Sánchez hace del desembarco del crucero del hantavirus un espectáculo global dentro de la campaña para lavar su imagen

«¡Luces, cámara y desembarco!» como pistoletazo de salida para todo el despliegue que ha mostrado el Gobierno en el puerto de Granadilla (Tenerife) este domingo.

«El mundo entero nos está mirando», aseguraba la ministra de Sanidad, Mónica García, en una publicación de X. Y razón no le ha faltado.

Lejos de limitarse a un acto protocolario, el evento fue concebido como una operación de comunicación global. Cámaras internacionales, señal en directo y una narrativa diseñada al milímetro transformaron lo que podría haber sido una escala técnica en un acontecimiento mediático.

El interés de Moncloa con el despliegue en torno al MV Hondius no era solo gestionar la emergencia, sino también desplazar el foco hacia un relato más favorable para Pedro Sánchez en medio de los casos de corrupción que afectan a su entorno.

Como por ejemplo, el caso Koldo, las investigaciones que afectan a su mujer, Begoña Gómez, y a su hermano músico, David Sánchez.

Y este fin de semana se ha sumado una nueva polémica.

Ningún ministro del Gobierno de Pedro Sánchez se ha desplazado hasta Huelva con motivo del funeral de los dos agentes de la Guardia Civil fallecidos este viernes en acto de servicio contra el narcotráfico.

Sí acudió a la capilla ardiente María Jesús Montero, que fue abucheada.

Y por eso, la llegada del MV Hondius encaja en una dinámica ya habitual en Moncloa: convertir una crisis con impacto internacional en una gran escenificación, con hasta tres ministros sobre el terreno, encadenando hasta tres ruedas de prensa en un mismo día.

Viajes y cumbres

Dentro de esa política de grandes gestos y proyección internacional, uno de los episodios más significativos fue el viaje que llevó a Pedro Sánchez a China hace solo unas semanas.

Para el Gobierno, la visita a Pekín respondía a un interés estratégico: reforzar la relación comercial, buscar salidas ante la tensión en el flanco asiático y afirmar a España como socio relevante dentro de la Unión Europea.

Pero la oposición lo interpreta de otra forma: como un capítulo más de una campaña permanente de autopresentación.

A juicio de la oposición, con los constantes viajes a China, el presidente del Gobierno «vuelve a alejarse de nuestros socios europeos y de la OTAN».

«En la especial relación con China», denuncian fuentes del PP, Sánchez «sigue los pasos de su predecesor, José Luis Rodríguez Zapatero, que es claramente el hombre de China en España y en Hispanoamérica«.

En esta tónica encuadra también el gran acto celebrado hace dos semanas en Barcelona, en el que Sánchez compartió escenario con el presidente de Brasil, Lula da Silva, la presidenta de México, Claudia Sheinbaum, y el presidente de Colombia, Gustavo Petro.

Desde el Gobierno, el acto se enmarcó como parte de una política de alianzas con las fuerzas de izquierda de América Latina.

Sin embargo, la oposición lo definió como un «show político» de tres días de duración, con desfiles de jefes de Estado, discursos de alto tono y poca sustancia.

En definitiva, Sánchez ya no gobierna solo desde La Moncloa, sino desde una permanente campaña de proyección exterior.

Líder contra el trumpismo

Tras estallar el conflicto de Oriente Próximo, Sánchez prohibió a Estados Unidos el uso de bases militares en España.
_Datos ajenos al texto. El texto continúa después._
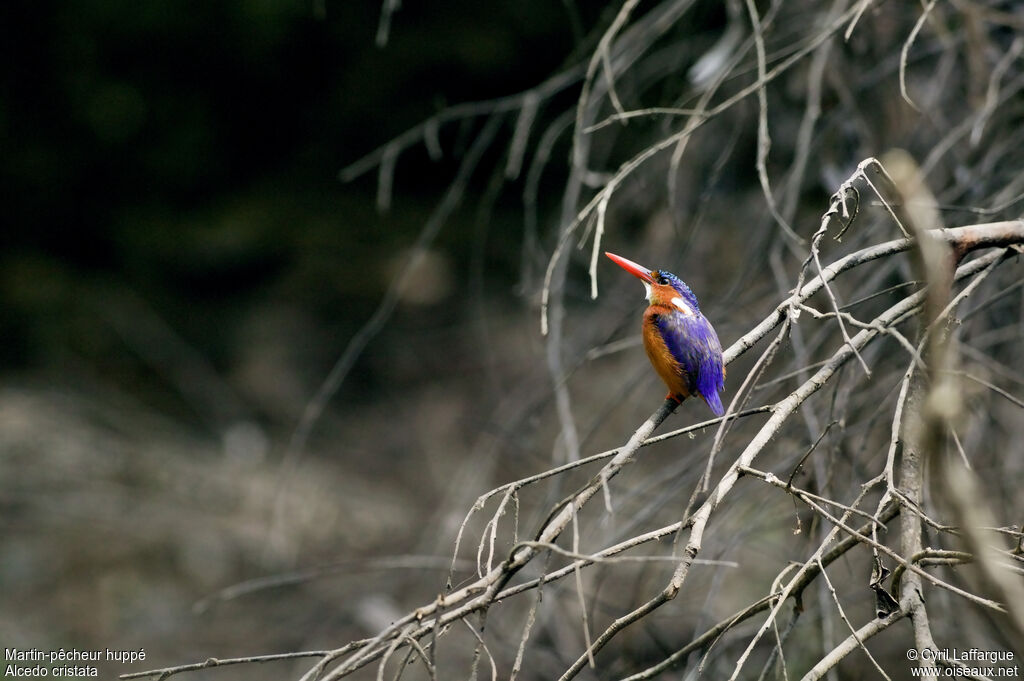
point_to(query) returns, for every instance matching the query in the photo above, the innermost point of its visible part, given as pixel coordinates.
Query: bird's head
(664, 289)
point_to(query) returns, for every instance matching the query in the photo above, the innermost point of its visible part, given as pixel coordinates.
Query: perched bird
(680, 342)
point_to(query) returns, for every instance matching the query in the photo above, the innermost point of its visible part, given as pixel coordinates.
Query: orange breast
(662, 358)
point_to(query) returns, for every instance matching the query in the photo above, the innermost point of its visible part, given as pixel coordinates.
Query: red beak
(637, 270)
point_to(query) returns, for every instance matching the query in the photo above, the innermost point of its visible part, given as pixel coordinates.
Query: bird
(680, 341)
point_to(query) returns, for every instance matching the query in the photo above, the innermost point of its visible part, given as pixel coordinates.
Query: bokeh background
(181, 266)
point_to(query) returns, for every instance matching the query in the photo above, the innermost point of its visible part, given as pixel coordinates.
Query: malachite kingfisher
(680, 341)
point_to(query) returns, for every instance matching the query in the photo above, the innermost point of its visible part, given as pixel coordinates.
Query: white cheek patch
(681, 304)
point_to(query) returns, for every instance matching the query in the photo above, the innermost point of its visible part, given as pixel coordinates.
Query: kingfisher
(681, 343)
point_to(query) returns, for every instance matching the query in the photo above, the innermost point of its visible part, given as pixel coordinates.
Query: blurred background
(181, 267)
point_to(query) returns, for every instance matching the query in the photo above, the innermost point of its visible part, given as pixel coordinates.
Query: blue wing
(694, 345)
Se negó a abastecer de combustible a los barcos estadounidenses. No permitió que EEUU utilizara su espacio aéreo. Incluso lo cerró temporalmente. Y declaró públicamente: «No a la guerra».
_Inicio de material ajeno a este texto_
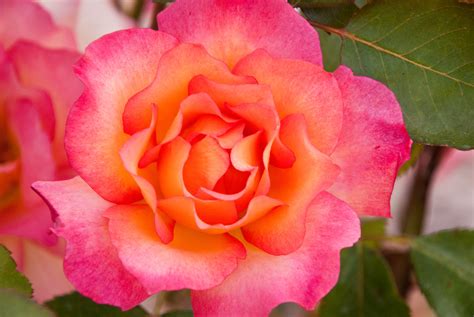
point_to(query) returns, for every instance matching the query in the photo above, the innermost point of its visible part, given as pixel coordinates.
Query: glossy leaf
(15, 304)
(76, 305)
(337, 16)
(422, 50)
(445, 272)
(10, 278)
(365, 287)
(319, 3)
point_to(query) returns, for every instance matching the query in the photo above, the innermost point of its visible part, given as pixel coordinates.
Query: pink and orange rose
(217, 155)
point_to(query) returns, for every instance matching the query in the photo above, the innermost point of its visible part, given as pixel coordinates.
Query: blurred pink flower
(37, 86)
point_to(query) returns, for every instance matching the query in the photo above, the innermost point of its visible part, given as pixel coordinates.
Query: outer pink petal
(263, 281)
(91, 262)
(51, 71)
(231, 29)
(192, 260)
(300, 87)
(39, 28)
(372, 146)
(113, 69)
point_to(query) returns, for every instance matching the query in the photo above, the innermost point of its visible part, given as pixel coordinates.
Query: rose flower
(217, 155)
(37, 86)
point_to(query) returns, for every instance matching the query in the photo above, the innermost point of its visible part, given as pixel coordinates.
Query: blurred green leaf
(10, 278)
(365, 287)
(76, 305)
(444, 267)
(179, 313)
(422, 50)
(15, 304)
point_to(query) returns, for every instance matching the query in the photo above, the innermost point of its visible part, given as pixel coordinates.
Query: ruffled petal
(51, 72)
(170, 87)
(192, 260)
(91, 262)
(230, 30)
(113, 69)
(206, 164)
(373, 144)
(304, 276)
(300, 87)
(183, 210)
(131, 153)
(282, 231)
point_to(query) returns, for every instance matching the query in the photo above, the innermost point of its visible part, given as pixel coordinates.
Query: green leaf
(10, 278)
(422, 50)
(15, 304)
(444, 267)
(373, 228)
(331, 47)
(416, 150)
(337, 16)
(179, 313)
(76, 305)
(319, 3)
(365, 287)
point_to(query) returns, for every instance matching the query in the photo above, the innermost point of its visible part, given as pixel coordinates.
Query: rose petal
(183, 210)
(229, 30)
(131, 153)
(304, 276)
(173, 156)
(176, 68)
(192, 260)
(206, 164)
(231, 94)
(246, 155)
(300, 87)
(91, 262)
(282, 231)
(372, 146)
(113, 69)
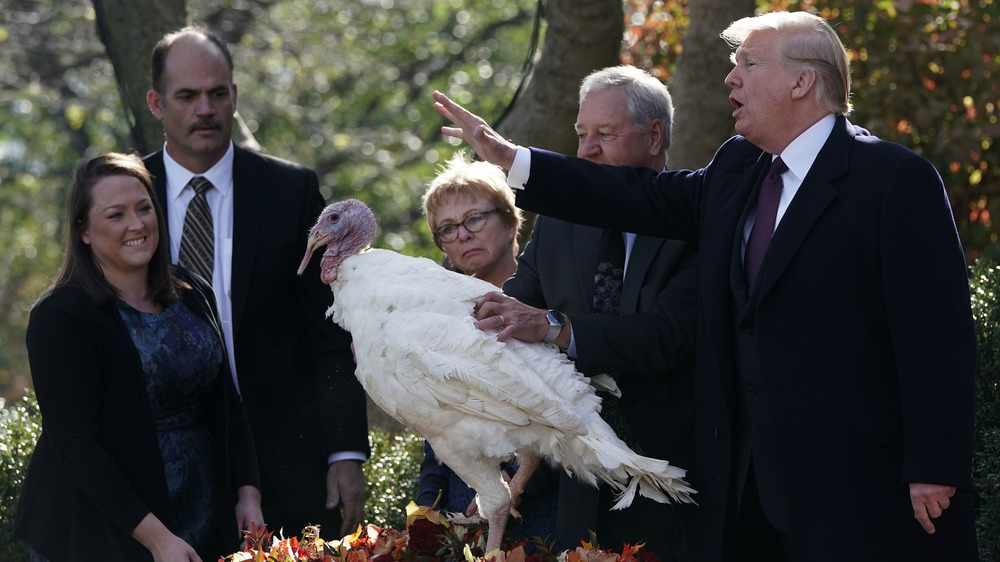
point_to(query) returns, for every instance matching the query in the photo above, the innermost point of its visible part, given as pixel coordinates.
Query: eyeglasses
(472, 223)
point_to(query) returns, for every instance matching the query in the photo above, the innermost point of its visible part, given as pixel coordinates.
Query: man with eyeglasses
(639, 329)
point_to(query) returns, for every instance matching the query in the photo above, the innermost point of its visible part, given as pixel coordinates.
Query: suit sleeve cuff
(519, 170)
(347, 455)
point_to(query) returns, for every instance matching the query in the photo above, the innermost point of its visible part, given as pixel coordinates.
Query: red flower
(424, 537)
(645, 556)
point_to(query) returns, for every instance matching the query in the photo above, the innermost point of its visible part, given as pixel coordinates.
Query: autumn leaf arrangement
(429, 537)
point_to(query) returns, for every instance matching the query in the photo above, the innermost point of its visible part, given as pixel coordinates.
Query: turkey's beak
(316, 239)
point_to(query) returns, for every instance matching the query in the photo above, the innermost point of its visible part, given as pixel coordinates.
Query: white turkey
(476, 400)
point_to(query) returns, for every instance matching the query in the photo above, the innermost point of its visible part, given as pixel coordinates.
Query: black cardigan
(96, 470)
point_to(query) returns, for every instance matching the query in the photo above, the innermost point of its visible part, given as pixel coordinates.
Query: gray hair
(646, 97)
(807, 42)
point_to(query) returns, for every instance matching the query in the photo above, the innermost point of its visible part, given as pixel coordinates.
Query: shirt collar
(800, 154)
(221, 174)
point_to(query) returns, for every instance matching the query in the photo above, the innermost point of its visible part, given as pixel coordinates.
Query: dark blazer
(96, 471)
(850, 372)
(651, 345)
(295, 367)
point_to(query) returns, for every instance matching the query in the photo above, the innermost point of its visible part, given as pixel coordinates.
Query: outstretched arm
(471, 128)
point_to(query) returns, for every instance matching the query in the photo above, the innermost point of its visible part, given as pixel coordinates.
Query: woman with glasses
(471, 214)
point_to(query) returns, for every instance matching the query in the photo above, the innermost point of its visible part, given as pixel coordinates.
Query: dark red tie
(763, 226)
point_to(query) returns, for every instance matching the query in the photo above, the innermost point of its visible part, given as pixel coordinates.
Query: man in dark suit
(624, 119)
(294, 369)
(834, 399)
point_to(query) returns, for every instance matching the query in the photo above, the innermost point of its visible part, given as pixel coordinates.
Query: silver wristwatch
(556, 321)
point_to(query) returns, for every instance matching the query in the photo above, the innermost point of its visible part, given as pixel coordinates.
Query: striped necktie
(197, 251)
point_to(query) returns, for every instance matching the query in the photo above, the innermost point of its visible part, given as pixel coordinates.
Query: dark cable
(528, 65)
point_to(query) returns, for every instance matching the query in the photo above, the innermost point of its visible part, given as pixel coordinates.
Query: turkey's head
(345, 228)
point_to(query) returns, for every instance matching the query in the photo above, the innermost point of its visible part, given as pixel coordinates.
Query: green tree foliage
(391, 477)
(20, 425)
(985, 290)
(926, 74)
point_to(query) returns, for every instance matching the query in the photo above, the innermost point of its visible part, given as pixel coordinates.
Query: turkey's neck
(499, 272)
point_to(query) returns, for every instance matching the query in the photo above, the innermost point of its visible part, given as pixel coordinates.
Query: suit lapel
(586, 240)
(644, 250)
(247, 208)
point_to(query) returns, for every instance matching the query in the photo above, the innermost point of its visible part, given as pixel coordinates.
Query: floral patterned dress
(181, 356)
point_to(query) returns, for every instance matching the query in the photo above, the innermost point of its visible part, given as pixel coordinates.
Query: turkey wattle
(478, 401)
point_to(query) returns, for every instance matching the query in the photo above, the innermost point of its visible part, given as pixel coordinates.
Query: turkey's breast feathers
(422, 360)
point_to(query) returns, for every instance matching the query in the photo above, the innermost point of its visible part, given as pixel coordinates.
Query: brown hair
(459, 176)
(162, 49)
(79, 267)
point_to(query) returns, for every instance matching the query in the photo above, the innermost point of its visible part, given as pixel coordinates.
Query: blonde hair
(806, 42)
(460, 177)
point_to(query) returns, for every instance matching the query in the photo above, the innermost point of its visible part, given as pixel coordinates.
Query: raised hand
(471, 128)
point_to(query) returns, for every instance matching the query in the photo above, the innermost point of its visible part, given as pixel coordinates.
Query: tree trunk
(129, 35)
(582, 36)
(703, 116)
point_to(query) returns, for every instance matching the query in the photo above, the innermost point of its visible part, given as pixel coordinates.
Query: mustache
(205, 124)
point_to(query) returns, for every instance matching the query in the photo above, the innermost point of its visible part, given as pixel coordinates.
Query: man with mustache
(293, 368)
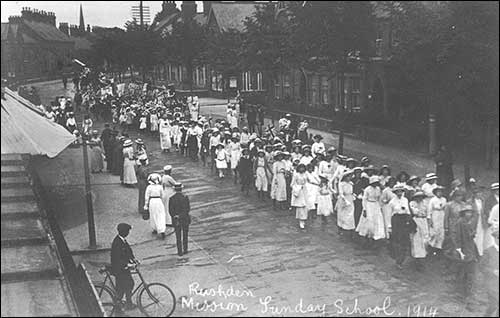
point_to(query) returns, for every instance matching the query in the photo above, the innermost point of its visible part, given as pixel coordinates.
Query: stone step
(13, 171)
(19, 210)
(17, 194)
(23, 232)
(15, 182)
(28, 262)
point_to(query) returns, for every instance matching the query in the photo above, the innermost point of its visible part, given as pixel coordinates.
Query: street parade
(250, 158)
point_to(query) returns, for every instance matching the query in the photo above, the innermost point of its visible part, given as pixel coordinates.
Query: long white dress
(153, 119)
(235, 153)
(372, 225)
(221, 159)
(154, 204)
(261, 175)
(387, 196)
(419, 239)
(436, 212)
(165, 134)
(325, 205)
(129, 176)
(298, 186)
(278, 185)
(345, 206)
(167, 182)
(312, 189)
(483, 238)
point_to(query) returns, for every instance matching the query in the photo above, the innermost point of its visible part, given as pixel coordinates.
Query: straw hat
(374, 179)
(418, 194)
(398, 187)
(435, 190)
(430, 176)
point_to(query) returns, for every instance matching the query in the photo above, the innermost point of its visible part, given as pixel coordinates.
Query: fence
(82, 288)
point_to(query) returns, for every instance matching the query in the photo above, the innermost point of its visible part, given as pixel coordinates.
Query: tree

El presidente se ha colocado sistemáticamente como referente de la oposición al trumpismo.

Sus detractores no cuestionan que ese rechazo pueda ser un eje legítimo de política exterior. Lo que critican es la forma en que el presidente ha convertido ese posicionamiento en un arma de consumo político interno.

Cada vez que el presidente sale al paso de un Donald Trump o de un líder de la extrema derecha, Moncloa se esfuerza por que el mensaje se vea y se lea como un liderazgo moral.
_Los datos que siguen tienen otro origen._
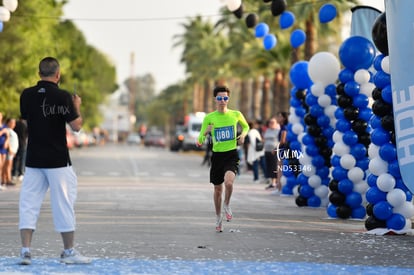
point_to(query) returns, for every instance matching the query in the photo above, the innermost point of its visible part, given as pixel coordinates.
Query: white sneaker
(219, 224)
(74, 258)
(227, 211)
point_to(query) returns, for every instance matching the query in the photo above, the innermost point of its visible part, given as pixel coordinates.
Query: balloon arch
(342, 141)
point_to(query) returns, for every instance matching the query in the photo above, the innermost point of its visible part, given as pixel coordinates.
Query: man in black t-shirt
(46, 109)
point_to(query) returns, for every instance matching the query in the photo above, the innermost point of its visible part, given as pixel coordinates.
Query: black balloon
(371, 223)
(387, 122)
(381, 108)
(309, 119)
(278, 7)
(251, 20)
(376, 93)
(239, 12)
(340, 89)
(379, 34)
(343, 211)
(333, 185)
(359, 126)
(301, 201)
(344, 101)
(351, 113)
(337, 198)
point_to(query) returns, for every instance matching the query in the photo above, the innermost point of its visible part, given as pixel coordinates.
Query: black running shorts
(221, 162)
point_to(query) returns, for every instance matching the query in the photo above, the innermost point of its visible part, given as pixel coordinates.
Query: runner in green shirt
(222, 124)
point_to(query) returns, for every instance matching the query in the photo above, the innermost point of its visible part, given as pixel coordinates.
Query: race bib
(224, 133)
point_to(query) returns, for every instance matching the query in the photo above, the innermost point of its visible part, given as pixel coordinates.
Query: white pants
(63, 190)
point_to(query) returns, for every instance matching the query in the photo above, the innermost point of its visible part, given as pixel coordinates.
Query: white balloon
(308, 170)
(337, 136)
(321, 191)
(11, 5)
(318, 89)
(356, 174)
(324, 67)
(406, 209)
(385, 182)
(4, 14)
(297, 128)
(385, 64)
(314, 181)
(233, 5)
(330, 111)
(367, 89)
(377, 166)
(347, 161)
(341, 148)
(361, 187)
(324, 101)
(362, 76)
(396, 197)
(373, 151)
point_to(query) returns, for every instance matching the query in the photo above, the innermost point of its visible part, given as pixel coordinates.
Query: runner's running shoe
(74, 258)
(227, 210)
(26, 258)
(219, 224)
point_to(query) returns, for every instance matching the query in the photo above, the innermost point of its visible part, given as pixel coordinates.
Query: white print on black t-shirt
(50, 110)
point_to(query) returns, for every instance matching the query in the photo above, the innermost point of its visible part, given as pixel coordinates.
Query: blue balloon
(379, 136)
(327, 13)
(388, 152)
(394, 168)
(286, 19)
(351, 88)
(306, 191)
(323, 120)
(346, 75)
(374, 195)
(372, 180)
(339, 173)
(353, 200)
(382, 79)
(356, 53)
(314, 201)
(331, 210)
(359, 151)
(350, 137)
(311, 100)
(269, 41)
(386, 94)
(359, 213)
(365, 113)
(382, 210)
(361, 101)
(297, 38)
(377, 62)
(343, 125)
(299, 75)
(345, 186)
(396, 222)
(261, 30)
(336, 160)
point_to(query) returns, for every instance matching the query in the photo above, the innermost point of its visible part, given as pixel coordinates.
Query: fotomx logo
(287, 153)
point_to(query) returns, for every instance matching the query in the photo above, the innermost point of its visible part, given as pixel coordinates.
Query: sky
(144, 29)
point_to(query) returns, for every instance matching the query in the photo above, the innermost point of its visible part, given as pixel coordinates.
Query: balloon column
(317, 141)
(389, 200)
(5, 10)
(352, 135)
(298, 108)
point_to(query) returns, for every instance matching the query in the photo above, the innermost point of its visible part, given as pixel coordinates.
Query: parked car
(133, 139)
(156, 139)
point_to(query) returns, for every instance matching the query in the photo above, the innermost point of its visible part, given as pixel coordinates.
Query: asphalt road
(150, 211)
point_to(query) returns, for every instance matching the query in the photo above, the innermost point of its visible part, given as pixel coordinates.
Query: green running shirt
(224, 131)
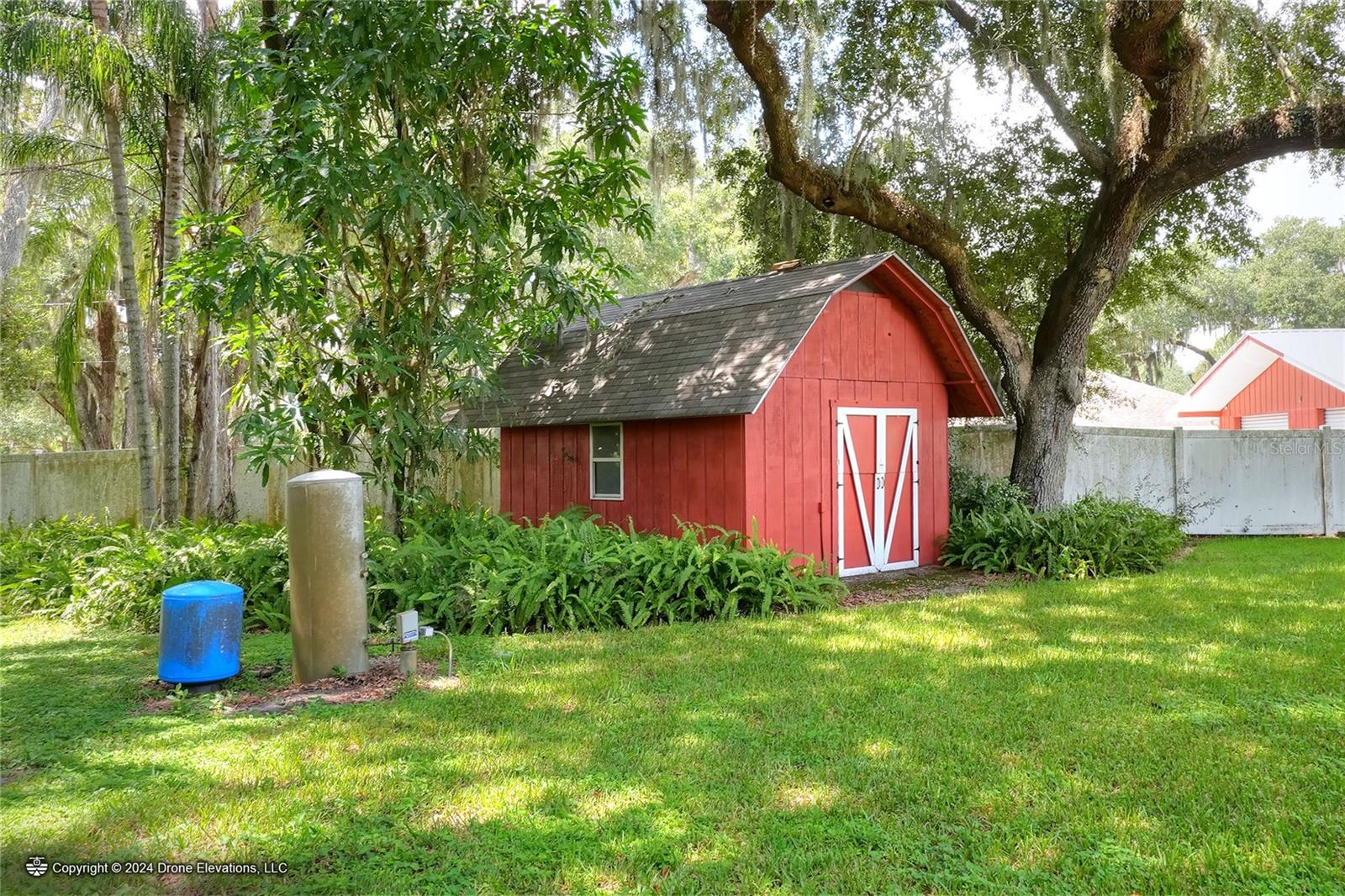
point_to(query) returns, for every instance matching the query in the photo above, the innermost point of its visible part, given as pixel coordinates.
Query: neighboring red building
(1274, 380)
(807, 405)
Pedro Sánchez también ha mostrado en los últimos meses una posición muy dura contra Israel por la guerra en Gaza y su intervención en Irán.

Una de las últimas expresiones de ese distanciamiento, de hecho, se verá este fin de semana en Eurovisión, donde España no participará por primera vez por la presencia de Israel.

La oposición ve ahí una nueva demostración de que Sánchez busca situarse en el lado visible de todas las grandes causas.

Por eso, todos estos escenarios —incluido el desembarco del MV Hondius en Tenerife este domingo— reflejan una misma estrategia de comunicación: convertir episodios de alto impacto internacional en escenarios desde los que proyectar el relato político de Moncloa.